If you don’t pay enough tax, you may be charged a penalty. You also may be charged a penalty if your estimated tax payments are late, even if you are due a refund when you file your tax return, the IRS points out.

“The announcement is far too selective in who is receiving relief,” Barry Melancon, AICPA’s president and chief executive, said in a statement. “Failure to include estimated payments nullifies any benefit of a postponement since the tax return work has to be done to calculate estimated payments.”

More than 9.5 million individual returns filed for the 2018 tax year included estimated payments, according to the AICPA.

During a House Ways and Means Committee hearing on Thursday, IRS Commissioner Charles Rettig was questioned about the decision not to delay the payment of estimated taxes due on April 15.

There is a large contingent of wealthy individuals who intentionally don’t make their estimated payments and instead invest the money, Rettig said during the hearing. “We are not going to give them a break on penalties and interest to do so,” Rettig said.

If gig workers or small-business owners are having trouble making their estimated payments, they should contact the IRS, he said.

Does the extension apply to my state tax return?

The federal tax filing deadline extension only applies to individual federal income-tax returns.
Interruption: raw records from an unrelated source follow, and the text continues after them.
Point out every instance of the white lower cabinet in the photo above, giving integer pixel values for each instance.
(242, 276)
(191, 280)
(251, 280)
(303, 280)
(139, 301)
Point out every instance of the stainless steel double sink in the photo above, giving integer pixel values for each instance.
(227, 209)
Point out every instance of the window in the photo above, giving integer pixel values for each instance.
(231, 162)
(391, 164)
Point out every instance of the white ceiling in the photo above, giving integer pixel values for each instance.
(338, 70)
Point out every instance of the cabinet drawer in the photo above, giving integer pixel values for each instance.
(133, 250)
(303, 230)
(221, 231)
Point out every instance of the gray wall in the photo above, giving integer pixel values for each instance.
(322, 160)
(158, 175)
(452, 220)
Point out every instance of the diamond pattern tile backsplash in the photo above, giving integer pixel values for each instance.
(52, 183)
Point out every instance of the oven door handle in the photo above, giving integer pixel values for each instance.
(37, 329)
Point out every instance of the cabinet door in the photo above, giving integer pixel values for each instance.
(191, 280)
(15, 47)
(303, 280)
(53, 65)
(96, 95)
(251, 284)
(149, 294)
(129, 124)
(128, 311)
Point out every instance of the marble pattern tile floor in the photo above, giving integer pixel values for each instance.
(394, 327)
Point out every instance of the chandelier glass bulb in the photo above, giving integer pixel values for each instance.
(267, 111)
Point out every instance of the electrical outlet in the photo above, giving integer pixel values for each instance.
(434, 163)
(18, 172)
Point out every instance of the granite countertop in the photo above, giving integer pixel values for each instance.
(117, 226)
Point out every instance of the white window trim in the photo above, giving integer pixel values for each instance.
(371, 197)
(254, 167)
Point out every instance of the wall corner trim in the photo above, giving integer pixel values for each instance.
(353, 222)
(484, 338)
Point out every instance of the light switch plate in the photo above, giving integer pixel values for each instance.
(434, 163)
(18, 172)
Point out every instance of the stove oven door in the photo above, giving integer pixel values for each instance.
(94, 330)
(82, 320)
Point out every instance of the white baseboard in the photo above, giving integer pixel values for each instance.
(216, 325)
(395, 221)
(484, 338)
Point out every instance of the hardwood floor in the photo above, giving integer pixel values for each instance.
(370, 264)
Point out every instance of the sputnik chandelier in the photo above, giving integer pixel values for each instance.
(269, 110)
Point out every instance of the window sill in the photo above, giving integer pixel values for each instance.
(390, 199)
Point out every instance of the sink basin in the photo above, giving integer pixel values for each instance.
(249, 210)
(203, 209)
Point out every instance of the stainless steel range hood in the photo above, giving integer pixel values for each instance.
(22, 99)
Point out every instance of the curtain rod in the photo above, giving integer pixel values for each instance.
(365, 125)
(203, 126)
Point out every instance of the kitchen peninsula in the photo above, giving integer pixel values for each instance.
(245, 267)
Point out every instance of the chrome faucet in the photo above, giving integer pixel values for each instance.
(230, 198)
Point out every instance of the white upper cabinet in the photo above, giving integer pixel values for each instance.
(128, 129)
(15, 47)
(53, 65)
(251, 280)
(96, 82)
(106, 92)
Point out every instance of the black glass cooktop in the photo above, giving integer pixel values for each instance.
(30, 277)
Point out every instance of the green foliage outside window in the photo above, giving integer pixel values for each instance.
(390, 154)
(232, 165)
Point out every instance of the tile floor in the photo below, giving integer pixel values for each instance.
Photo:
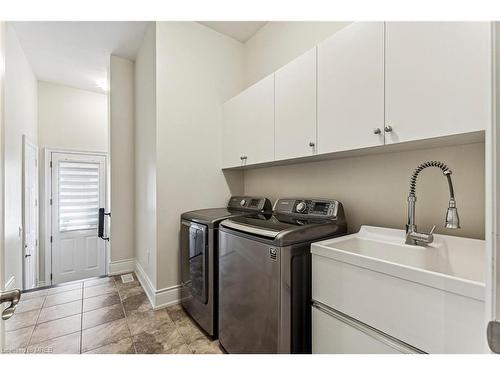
(101, 316)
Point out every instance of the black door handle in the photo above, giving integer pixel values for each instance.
(100, 228)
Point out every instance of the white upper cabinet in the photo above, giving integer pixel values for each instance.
(295, 106)
(351, 88)
(248, 135)
(438, 79)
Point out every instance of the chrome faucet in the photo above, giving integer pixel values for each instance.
(452, 220)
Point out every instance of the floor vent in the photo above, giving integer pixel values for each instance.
(128, 278)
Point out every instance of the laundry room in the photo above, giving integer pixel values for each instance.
(245, 186)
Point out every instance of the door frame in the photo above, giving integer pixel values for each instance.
(47, 194)
(28, 141)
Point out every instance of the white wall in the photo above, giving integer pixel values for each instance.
(121, 99)
(2, 257)
(277, 43)
(198, 69)
(145, 154)
(372, 188)
(20, 119)
(71, 118)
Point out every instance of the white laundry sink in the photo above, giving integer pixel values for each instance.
(430, 297)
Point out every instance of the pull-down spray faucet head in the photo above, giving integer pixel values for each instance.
(452, 219)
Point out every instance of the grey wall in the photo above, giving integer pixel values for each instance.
(121, 152)
(374, 188)
(145, 154)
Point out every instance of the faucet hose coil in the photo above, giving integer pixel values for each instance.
(427, 164)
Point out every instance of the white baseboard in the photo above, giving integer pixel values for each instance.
(121, 266)
(159, 298)
(168, 296)
(146, 283)
(11, 283)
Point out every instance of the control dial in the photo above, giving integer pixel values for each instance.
(301, 207)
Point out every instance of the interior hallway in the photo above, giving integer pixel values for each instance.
(101, 315)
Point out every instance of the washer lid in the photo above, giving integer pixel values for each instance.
(211, 215)
(285, 230)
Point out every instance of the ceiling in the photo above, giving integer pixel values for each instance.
(239, 30)
(77, 53)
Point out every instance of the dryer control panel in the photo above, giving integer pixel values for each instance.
(249, 203)
(324, 208)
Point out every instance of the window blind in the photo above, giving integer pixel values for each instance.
(78, 196)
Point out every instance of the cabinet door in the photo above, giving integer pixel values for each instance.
(438, 78)
(351, 88)
(232, 141)
(295, 106)
(249, 125)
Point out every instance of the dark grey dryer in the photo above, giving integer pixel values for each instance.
(199, 249)
(265, 275)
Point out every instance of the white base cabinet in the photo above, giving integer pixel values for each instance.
(336, 333)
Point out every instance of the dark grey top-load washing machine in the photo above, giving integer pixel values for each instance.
(265, 275)
(199, 256)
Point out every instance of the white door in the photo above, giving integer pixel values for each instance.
(295, 106)
(438, 78)
(351, 88)
(30, 214)
(78, 190)
(249, 125)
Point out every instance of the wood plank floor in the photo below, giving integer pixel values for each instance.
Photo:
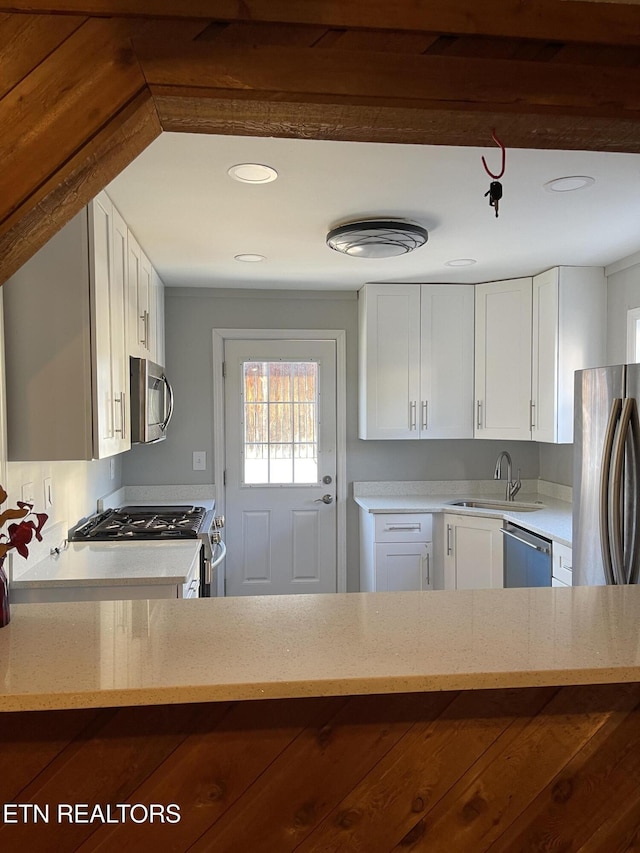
(538, 769)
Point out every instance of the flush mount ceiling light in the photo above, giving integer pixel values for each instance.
(461, 262)
(377, 238)
(252, 173)
(249, 258)
(569, 184)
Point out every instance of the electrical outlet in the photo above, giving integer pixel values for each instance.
(199, 460)
(48, 493)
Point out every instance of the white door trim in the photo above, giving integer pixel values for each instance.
(337, 335)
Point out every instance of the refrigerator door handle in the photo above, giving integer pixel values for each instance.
(616, 490)
(634, 561)
(605, 477)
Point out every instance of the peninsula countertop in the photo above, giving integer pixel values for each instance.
(105, 654)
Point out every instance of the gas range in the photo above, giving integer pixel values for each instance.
(160, 524)
(142, 522)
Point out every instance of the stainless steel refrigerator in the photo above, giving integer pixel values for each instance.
(606, 483)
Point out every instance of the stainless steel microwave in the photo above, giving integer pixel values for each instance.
(151, 401)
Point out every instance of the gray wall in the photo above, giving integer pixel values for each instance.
(623, 293)
(192, 313)
(556, 463)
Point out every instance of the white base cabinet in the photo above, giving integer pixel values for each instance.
(396, 553)
(470, 552)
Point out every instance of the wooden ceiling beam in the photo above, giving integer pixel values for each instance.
(66, 129)
(303, 75)
(76, 182)
(201, 111)
(557, 20)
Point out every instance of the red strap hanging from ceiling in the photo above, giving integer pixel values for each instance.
(504, 157)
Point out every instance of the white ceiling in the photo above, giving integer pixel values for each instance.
(192, 218)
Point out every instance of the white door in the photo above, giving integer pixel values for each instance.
(280, 451)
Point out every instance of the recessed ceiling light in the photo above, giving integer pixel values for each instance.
(249, 259)
(569, 184)
(252, 173)
(461, 262)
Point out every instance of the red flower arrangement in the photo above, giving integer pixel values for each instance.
(26, 524)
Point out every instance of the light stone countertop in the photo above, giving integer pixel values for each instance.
(105, 654)
(113, 563)
(554, 520)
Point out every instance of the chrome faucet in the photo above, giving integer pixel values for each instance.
(512, 487)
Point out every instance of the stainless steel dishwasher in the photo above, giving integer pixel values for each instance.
(527, 557)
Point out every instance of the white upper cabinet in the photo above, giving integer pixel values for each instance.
(389, 361)
(138, 302)
(446, 362)
(67, 369)
(156, 306)
(108, 251)
(569, 334)
(503, 360)
(145, 306)
(416, 361)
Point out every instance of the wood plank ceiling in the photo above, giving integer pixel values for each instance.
(86, 85)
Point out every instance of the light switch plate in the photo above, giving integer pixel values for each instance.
(199, 460)
(48, 493)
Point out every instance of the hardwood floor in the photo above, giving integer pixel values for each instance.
(534, 769)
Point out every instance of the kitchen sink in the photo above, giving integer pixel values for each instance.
(514, 506)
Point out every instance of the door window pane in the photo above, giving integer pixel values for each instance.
(280, 422)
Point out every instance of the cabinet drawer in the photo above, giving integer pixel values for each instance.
(403, 527)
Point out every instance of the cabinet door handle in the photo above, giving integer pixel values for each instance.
(121, 400)
(145, 322)
(118, 400)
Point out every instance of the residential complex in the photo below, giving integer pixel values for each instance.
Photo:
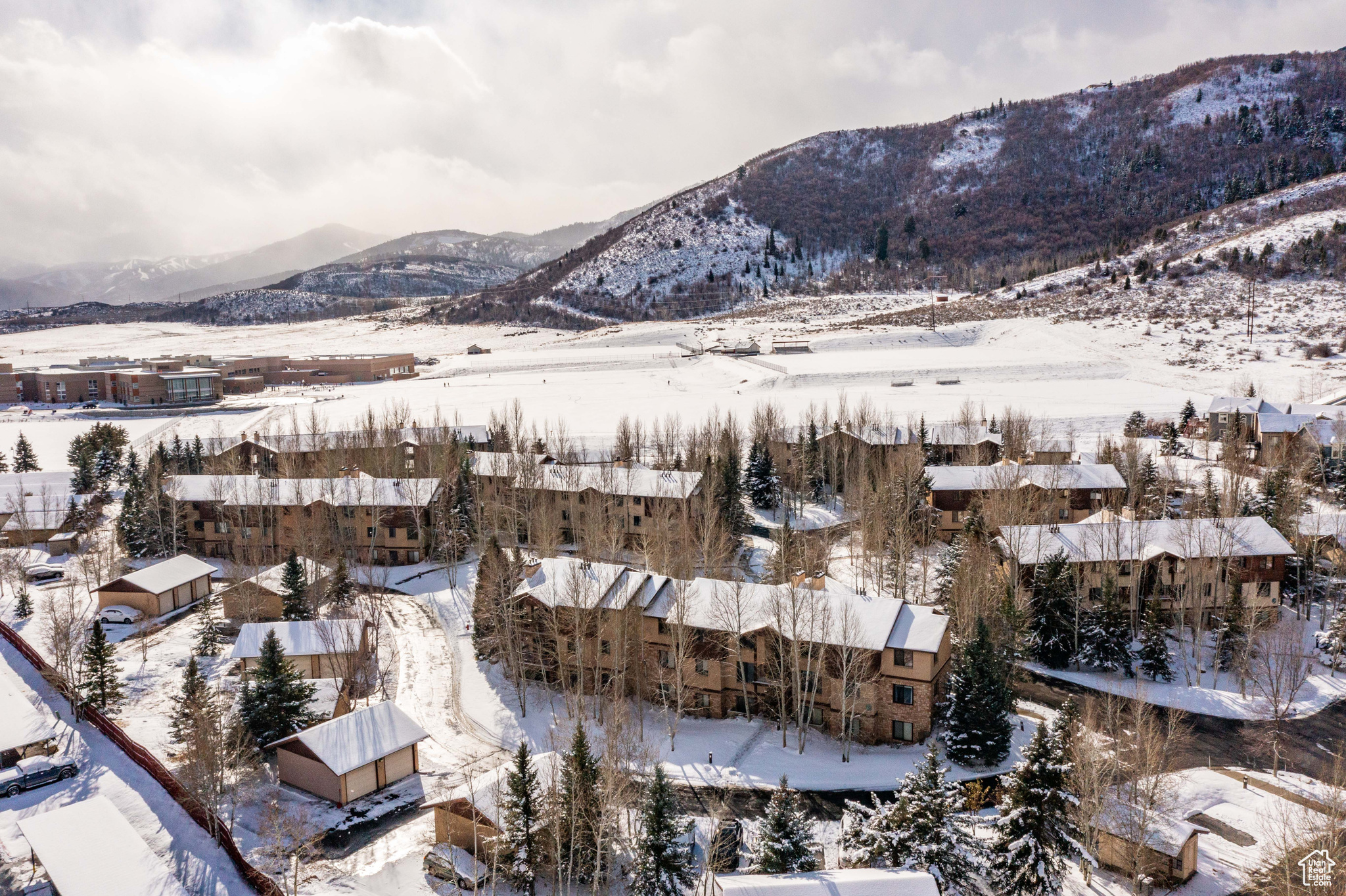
(186, 380)
(720, 648)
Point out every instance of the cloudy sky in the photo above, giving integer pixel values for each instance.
(145, 128)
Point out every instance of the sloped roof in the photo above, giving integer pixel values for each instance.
(164, 576)
(1018, 475)
(847, 882)
(360, 736)
(338, 491)
(299, 638)
(1143, 540)
(918, 629)
(91, 849)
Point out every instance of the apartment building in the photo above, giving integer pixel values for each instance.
(262, 520)
(408, 451)
(1056, 493)
(1185, 566)
(622, 497)
(718, 646)
(185, 380)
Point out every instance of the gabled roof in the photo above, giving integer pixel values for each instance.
(91, 849)
(1017, 477)
(918, 629)
(300, 638)
(164, 575)
(1130, 540)
(358, 738)
(338, 491)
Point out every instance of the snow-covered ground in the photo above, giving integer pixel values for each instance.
(1217, 693)
(104, 770)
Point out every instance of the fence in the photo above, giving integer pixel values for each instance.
(202, 815)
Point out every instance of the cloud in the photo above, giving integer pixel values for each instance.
(156, 127)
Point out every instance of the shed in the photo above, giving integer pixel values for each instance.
(470, 816)
(262, 596)
(845, 882)
(353, 755)
(159, 589)
(26, 731)
(91, 849)
(317, 649)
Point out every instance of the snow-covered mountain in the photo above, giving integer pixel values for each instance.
(1002, 192)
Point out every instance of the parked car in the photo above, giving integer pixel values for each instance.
(43, 572)
(455, 865)
(35, 771)
(119, 614)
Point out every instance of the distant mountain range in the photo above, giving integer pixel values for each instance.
(998, 194)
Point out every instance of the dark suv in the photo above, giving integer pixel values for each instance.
(34, 771)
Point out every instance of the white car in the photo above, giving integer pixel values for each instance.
(118, 614)
(43, 572)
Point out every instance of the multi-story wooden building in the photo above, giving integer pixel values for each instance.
(1053, 493)
(719, 648)
(1186, 567)
(260, 520)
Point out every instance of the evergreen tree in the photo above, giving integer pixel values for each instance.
(783, 836)
(24, 458)
(23, 606)
(1035, 830)
(661, 865)
(923, 829)
(1189, 413)
(579, 809)
(341, 590)
(1105, 637)
(977, 704)
(1052, 625)
(187, 706)
(1154, 646)
(295, 585)
(275, 703)
(208, 635)
(520, 810)
(1169, 444)
(1232, 634)
(100, 684)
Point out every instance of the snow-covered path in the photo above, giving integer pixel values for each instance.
(104, 770)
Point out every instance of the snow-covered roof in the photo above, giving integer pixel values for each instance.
(1283, 423)
(360, 736)
(340, 491)
(1161, 833)
(164, 576)
(1143, 540)
(300, 638)
(271, 579)
(620, 481)
(1244, 405)
(23, 723)
(91, 849)
(918, 629)
(1018, 475)
(846, 882)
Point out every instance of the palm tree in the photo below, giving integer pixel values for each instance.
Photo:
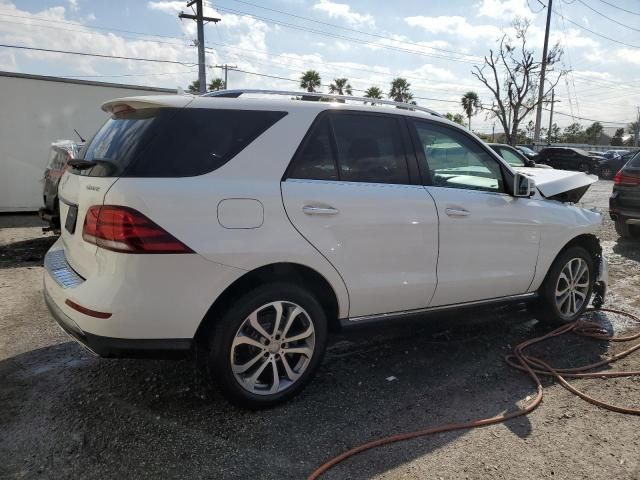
(194, 87)
(470, 104)
(373, 92)
(400, 90)
(310, 80)
(216, 84)
(340, 86)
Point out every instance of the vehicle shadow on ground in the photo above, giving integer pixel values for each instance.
(25, 253)
(629, 249)
(67, 413)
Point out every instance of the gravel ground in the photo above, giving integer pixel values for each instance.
(66, 414)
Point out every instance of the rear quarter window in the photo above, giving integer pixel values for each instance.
(168, 142)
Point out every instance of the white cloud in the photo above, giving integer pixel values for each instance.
(453, 25)
(343, 11)
(503, 9)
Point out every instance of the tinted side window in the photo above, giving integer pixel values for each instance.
(316, 160)
(370, 149)
(169, 142)
(455, 160)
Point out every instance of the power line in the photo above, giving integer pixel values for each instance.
(596, 33)
(608, 18)
(83, 54)
(620, 8)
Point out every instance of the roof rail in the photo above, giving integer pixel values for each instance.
(237, 92)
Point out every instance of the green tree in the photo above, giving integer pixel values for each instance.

State filing and payment deadlines vary and are not always the same as the federal filing deadline.

However, many states may also extend deadlines to match the federal change. Maryland has extended its filing deadline to July 15 because coronavirus-related legislation affected 2020 tax filings.

What if I still need more time to file?

If you need more time, file IRS Form 4868 by May 17 to obtain an automatic extension to Oct. 15. You don’t need to justify why you will miss the tax deadline.

However, it’s important that you realize that an extension does not mean you can postpone paying your taxes. Filing an extension only gives you extra time to file your federal return.

The failure-to-file penalty is usually 5 percent of the tax owed for each month that your return is late, up to a maximum of 25 percent. There’s also a penalty for failing to pay your entire tax bill on time, plus interest.

If you’re unable to pay your debt in full, pay as much as you can and ask the IRS for a payment plan, something you can easily do at irs.gov/payments. As tempting as it may sound, stay away from companies offering tax debt settlement. Such services are costly and often don’t deliver promised relief.